Despite their importance as a relatively safe way to sock away a stable income stream for the future, annuities have not yet caught fire among investors. The Life Insurance Marketing Research Association, in a 1999 study, found that only 1.56 million individual annuity policies, covering 2.35 million lives, were paying out benefits. Yet as a reliable source of income over a number of years, annuities could be a vital supplement to Social Security for many middle-income Americans.

A new study by Jeffrey R. Brown of Harvard, Olivia S. Mitchell of Wharton and James M. Poterba of MIT for Wharton’s Pension Research Council shows that middle-income investors approaching retirement age may be missing a good bet if they overlook annuities. The authors undertook new calculations of the money’s worth of nominal (i.e., not inflation-indexed) annuities and found values between 90 cents and one dollar for each premium dollar paid by the average annuitant. (“Money’s worth” expresses the present value of future benefits relative to their purchase price.)
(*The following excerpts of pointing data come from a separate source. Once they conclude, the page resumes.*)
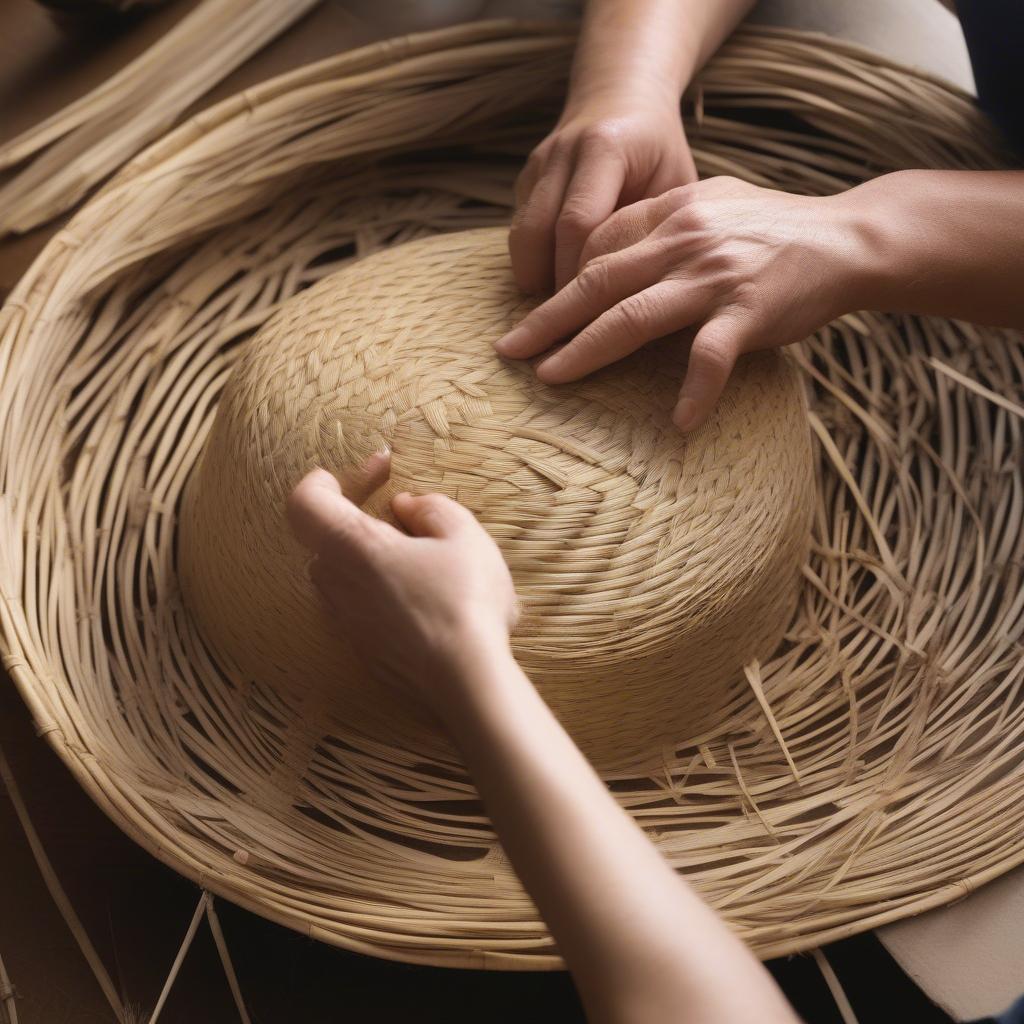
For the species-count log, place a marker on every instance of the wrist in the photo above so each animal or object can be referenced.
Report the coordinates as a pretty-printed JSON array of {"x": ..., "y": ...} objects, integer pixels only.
[
  {"x": 474, "y": 653},
  {"x": 626, "y": 92},
  {"x": 877, "y": 260}
]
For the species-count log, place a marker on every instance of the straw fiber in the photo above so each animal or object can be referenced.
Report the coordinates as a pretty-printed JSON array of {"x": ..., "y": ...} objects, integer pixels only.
[
  {"x": 869, "y": 768},
  {"x": 634, "y": 552}
]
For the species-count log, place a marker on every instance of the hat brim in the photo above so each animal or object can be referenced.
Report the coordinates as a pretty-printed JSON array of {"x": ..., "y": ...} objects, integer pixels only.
[{"x": 872, "y": 769}]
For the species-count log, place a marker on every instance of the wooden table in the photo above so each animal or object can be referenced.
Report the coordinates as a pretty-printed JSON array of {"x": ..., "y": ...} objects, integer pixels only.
[{"x": 135, "y": 909}]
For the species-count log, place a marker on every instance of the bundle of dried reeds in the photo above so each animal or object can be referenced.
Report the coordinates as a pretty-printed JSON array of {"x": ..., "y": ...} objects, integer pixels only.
[
  {"x": 72, "y": 152},
  {"x": 871, "y": 768}
]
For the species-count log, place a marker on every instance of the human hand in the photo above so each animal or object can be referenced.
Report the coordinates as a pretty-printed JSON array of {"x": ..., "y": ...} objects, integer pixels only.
[
  {"x": 604, "y": 153},
  {"x": 410, "y": 603},
  {"x": 745, "y": 267}
]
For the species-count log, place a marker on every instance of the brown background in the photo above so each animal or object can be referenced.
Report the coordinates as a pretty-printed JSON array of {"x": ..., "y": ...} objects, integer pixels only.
[{"x": 135, "y": 909}]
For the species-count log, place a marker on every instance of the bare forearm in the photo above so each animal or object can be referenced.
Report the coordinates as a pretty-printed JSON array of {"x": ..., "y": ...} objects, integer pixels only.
[
  {"x": 652, "y": 47},
  {"x": 947, "y": 243},
  {"x": 641, "y": 944}
]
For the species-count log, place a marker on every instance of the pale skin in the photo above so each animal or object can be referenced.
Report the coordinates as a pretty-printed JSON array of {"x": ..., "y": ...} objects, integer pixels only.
[
  {"x": 733, "y": 266},
  {"x": 428, "y": 605}
]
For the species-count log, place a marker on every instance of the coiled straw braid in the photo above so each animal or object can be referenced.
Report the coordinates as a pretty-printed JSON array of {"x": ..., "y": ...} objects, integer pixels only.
[{"x": 869, "y": 769}]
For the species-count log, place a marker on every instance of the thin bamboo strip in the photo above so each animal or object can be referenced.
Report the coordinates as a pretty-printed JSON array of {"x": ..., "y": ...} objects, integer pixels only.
[
  {"x": 8, "y": 1006},
  {"x": 897, "y": 692},
  {"x": 225, "y": 960},
  {"x": 59, "y": 897},
  {"x": 842, "y": 1003},
  {"x": 75, "y": 148}
]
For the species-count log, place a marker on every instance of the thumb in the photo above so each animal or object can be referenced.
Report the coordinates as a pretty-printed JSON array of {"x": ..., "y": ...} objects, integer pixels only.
[
  {"x": 713, "y": 354},
  {"x": 317, "y": 511},
  {"x": 431, "y": 515}
]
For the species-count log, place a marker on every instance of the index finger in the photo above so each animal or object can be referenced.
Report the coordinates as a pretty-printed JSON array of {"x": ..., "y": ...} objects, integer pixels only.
[
  {"x": 317, "y": 511},
  {"x": 601, "y": 285}
]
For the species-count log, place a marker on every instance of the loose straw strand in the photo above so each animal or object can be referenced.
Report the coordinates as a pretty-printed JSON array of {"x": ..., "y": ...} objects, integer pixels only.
[{"x": 58, "y": 895}]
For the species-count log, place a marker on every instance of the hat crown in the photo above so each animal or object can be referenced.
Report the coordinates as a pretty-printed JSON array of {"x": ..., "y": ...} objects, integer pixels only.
[{"x": 651, "y": 565}]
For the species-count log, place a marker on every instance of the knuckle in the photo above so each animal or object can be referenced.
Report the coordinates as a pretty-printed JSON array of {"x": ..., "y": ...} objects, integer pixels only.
[
  {"x": 602, "y": 134},
  {"x": 714, "y": 352},
  {"x": 679, "y": 198},
  {"x": 574, "y": 219},
  {"x": 593, "y": 279},
  {"x": 636, "y": 312}
]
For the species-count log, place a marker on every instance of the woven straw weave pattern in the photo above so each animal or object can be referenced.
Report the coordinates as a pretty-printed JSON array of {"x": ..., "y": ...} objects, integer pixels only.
[
  {"x": 869, "y": 769},
  {"x": 650, "y": 568}
]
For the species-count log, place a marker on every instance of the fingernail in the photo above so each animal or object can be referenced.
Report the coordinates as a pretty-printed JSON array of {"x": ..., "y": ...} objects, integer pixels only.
[
  {"x": 547, "y": 371},
  {"x": 685, "y": 414},
  {"x": 508, "y": 344}
]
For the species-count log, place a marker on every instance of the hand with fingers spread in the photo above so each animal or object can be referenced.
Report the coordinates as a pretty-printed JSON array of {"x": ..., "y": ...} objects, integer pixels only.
[
  {"x": 621, "y": 136},
  {"x": 744, "y": 267},
  {"x": 430, "y": 609},
  {"x": 411, "y": 602},
  {"x": 602, "y": 155}
]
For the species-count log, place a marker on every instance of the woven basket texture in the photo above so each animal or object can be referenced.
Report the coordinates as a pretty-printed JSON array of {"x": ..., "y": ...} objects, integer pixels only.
[
  {"x": 869, "y": 768},
  {"x": 635, "y": 553}
]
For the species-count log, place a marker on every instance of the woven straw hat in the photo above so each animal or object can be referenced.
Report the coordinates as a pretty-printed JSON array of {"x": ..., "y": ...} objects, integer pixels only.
[
  {"x": 650, "y": 568},
  {"x": 867, "y": 768}
]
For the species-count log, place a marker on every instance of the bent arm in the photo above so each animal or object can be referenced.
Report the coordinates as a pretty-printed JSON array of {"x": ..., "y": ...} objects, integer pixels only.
[
  {"x": 945, "y": 243},
  {"x": 641, "y": 944},
  {"x": 651, "y": 47}
]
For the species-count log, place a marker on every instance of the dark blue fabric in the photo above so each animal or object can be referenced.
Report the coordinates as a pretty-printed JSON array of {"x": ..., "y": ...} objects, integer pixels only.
[
  {"x": 994, "y": 34},
  {"x": 1015, "y": 1015}
]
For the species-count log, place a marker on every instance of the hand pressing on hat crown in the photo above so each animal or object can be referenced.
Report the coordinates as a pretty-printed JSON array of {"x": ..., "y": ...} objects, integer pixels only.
[
  {"x": 603, "y": 153},
  {"x": 739, "y": 266},
  {"x": 411, "y": 603}
]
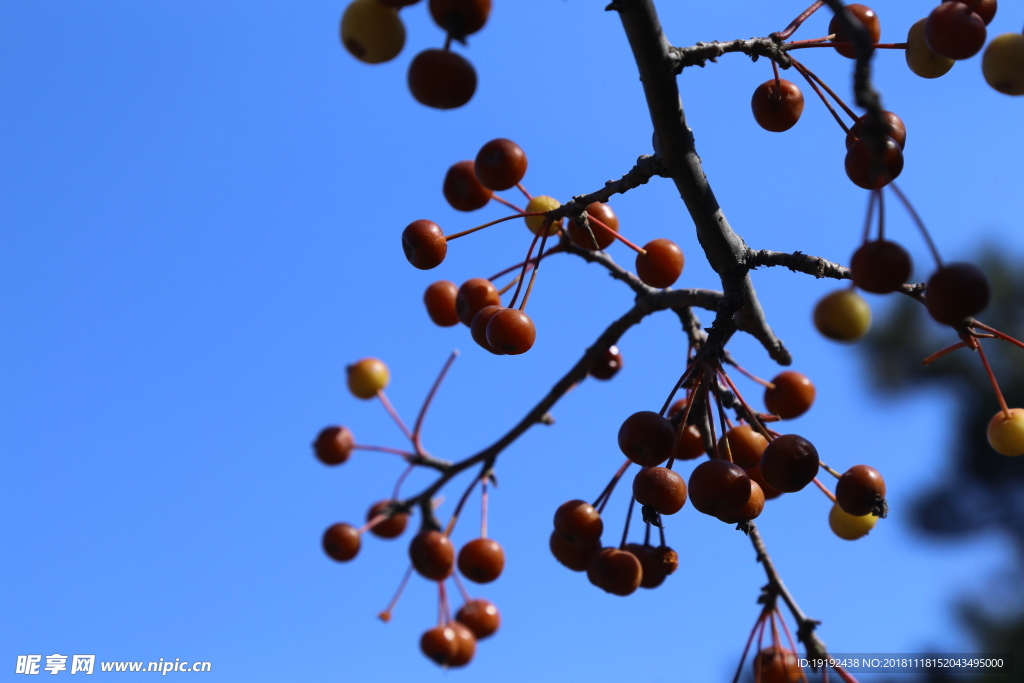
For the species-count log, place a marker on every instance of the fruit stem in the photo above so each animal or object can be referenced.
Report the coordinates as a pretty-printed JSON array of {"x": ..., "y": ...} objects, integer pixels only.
[
  {"x": 426, "y": 402},
  {"x": 991, "y": 378},
  {"x": 824, "y": 489},
  {"x": 629, "y": 516},
  {"x": 386, "y": 614},
  {"x": 394, "y": 416},
  {"x": 920, "y": 223},
  {"x": 795, "y": 24},
  {"x": 832, "y": 110}
]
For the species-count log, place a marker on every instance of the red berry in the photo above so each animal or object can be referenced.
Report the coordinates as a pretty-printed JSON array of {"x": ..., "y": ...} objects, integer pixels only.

While that kind of return may not seem much of a match to mutual funds and other investments, people don’t buy annuities to get wealthy. They buy them to protect their existing wealth, accumulated by years of hard work, against the possibility that they might exhaust those funds before they die. “Mutual funds do not protect against longevity risk, the risk of outliving your assets,” notes Mitchell. “If you buy an annuity, it makes sure that you don’t run out of money when you are in your 80’s or beyond.”

Commenting on the study, Mitchell says an important finding was the impact of longevity on the value of annuity payouts. “Mortality patterns differ between typical annuity buyers and people in the population at large,” she notes. (One reason for this is that people who don’t expect to live long don’t buy annuities.)

Due to their longevity, annuity buyers get more for their money than might be expected. The study found that money’s worth from annuities for a randomly selected person in the population equals 80% to 87% of the cost of buying these products. When the payout is calculated over the longer average lifetime of the typical annuity buyer, however, this value soars to around 95% to 97%. “The money’s worth of annuities has also risen in the U.S. over the last decade, making them a more attractive component of the retirement portfolio than in the past,” Mitchell says. “We also found that the money’s worth values for nominal annuities are remarkably similar across the developed world.”

An important innovation of the research was the way the authors applied interest rate yields to calculate future annuity payouts. They based their calculations not only on the relatively conservative yields projected for U.S. Treasury bonds but also for the return on investments in relatively risky corporate bonds. They found that yields for 30-year corporate bonds carrying Best’s BAA rating are typically between 90 and 140 basis points higher than for Treasuries of the same maturity.

The study team used those data to calculate the expected present discounted value (EPDV) of several hypothetical annuities. The EPDV is the amount that would be required now to buy an annuity payable in the future. For a 65-year-old man with an average annuitant’s life expectancy buying a $100,000 annuity, for instance, the study team’s findings suggest an EPDV of $97,000 with the Treasury yields, compared to $88,100 with the corporate yields.

The authors also turned their attention to a kind of annuity that has almost no market in the U.S.: the inflation-indexed annuity. “Inflation-indexed annuities provide protection not only against longevity risk but also inflation risk,” notes Mitchell. “There is no other asset that can protect against both risks.”

Perhaps U.S. investors don’t understand the substantial value of inflation protection, or it may be that because inflation-protected securities are still novel products, it will take time for them to attract a substantial following among the investing public, Mitchell adds.

The study team found that inflation protection adds more than 15% to the cost of a policy, compared to a nominal annuity – and this may be another reason why investors shy away from this kind of product. It may take a period of hyperinflation before consumers realize how swiftly ballooning costs of living could demolish their assets.

On the assumption that the stock market provides some protection against inflation, many investors turn to equity-linked annuities. These combine a fixed-income element with a variable element, consisting of a portfolio of stock market index options. The added income generated by common stocks make them willing to put up with the volatility of the annuity’s payouts. But does it provide inflation protection? Brown, Mitchell and Poterba show that the U.S. stock market has historically not provided a good inflation hedge over the short term. Even low rates of inflation can do great damage over 20 to 30 years to the elderly, Mitchell points out.

As Americans take on increasing responsibility for managing their retirement assets, economists see annuities as a way to convert their accumulated wealth into post-retirement income. The fact that the market for annuities remains small may reflect a complacent assumption that economic prosperity will endure indefinitely. Perhaps the recent stock-market wobble will shake that certainty. If that happens, annuities could emerge as major products in the financial marketplace.